Since we know certain constraints are satisfied, can we speed this up with NumPy and Cython?

In [None]:
import pandas as pd
import numpy as np
from uuid import uuid4
import toolz

In [None]:
%load_ext Cython

In [None]:
nblocks = 10000
rowsperblock = np.random.randint(1, 7, size=nblocks)
ncols = 3

idx = list(toolz.concat([[uuid4().hex] * rpb for rpb in rowsperblock]))
df = pd.DataFrame(np.random.standard_normal(size=(rowsperblock.sum(), ncols)), index=idx)
print(df.info())
df.head(15)

In [None]:
df.index.is_monotonic

In [None]:
list(df.groupby(level=[0], sort=False))[:2]

In [None]:
%timeit list(df.groupby(level=[0], sort=False))

In [None]:
%prun list(df.groupby(level=[0], sort=False))

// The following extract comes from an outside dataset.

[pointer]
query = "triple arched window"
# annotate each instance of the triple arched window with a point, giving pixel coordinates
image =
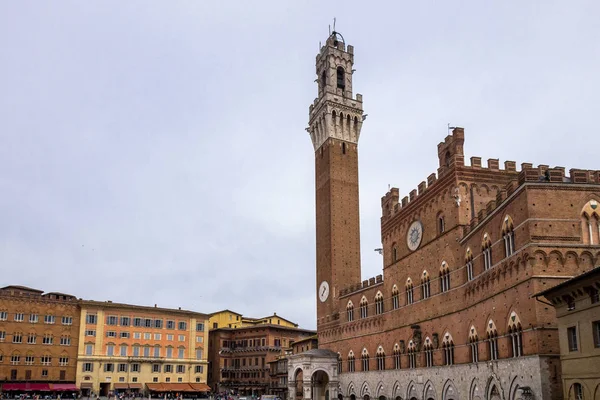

### Creating lots of little dataframes is expensive
* Pandas doesn't have a fast path for DataFrame creation with data that's already clean.

## NumPy version

* For this problem, we're willing to adjust the output and generate a sequence of NumPy arrays rather than a sequence of dataframes.
* With this adjustment, we'll see we can get a substantial speedup using NumPy operations.
* Once it's rewritten to use NumPy, then we can get *further* speedups with Cython.

In [None]:
def splitby(df):
    idx = df.index
    # NumPy array of "posts" that delineate the row indices
    # with which to split the dataframe.
    posts = np.where(idx[1:] != idx[:-1])[0] + 1
    split_labels = idx[np.concatenate([[0], posts, [-1]])]
    split_data = np.split(df.values, posts, 0)
    return list(zip(split_labels, split_data))

In [None]:
splitby(df)[:2]

In [None]:
%timeit splitby(df)

### Questions
* Why is this faster?
* What about `DataFrame.iloc`?  Can it give us fast slicing without the overhead?  Why or why not?
* If we double the number of columns, how do you expect the two versions to scale?

## First Cython version

* With room for improvement...

In [None]:
%%cython -a

cimport cython
cimport numpy as cnp
import numpy as np

def splitby_cython(df):
    cols = df.values
    idx = df.index.values
    n = idx.shape[0]
    result = []
    thispost = 0
        
    for i in range(1, n):
        if idx[i] != idx[i-1]:
            result.append((idx[i-1], cols[thispost:i]))
            thispost = i
            
    result.append((idx[i-1], cols[thispost:]))
    return result

In [None]:
%timeit splitby_cython(df)

### Exercise

* Use constructs and patterns from previous notebooks to improve this result.

Some pointers:
* Think about how you can give Cython more type information to convert Python objects into C equivalents.
* Good candidates:
  * Loop indexing vars, arguments to `range()`.
  * NumPy arrays with `cdef cnp.ndarray[double] xyz = ...`.
  * Statically declaring `list` and other Python types.
* Remember the `@cython.boundcheck(False)` and `@cython.wraparound(False)` decorators.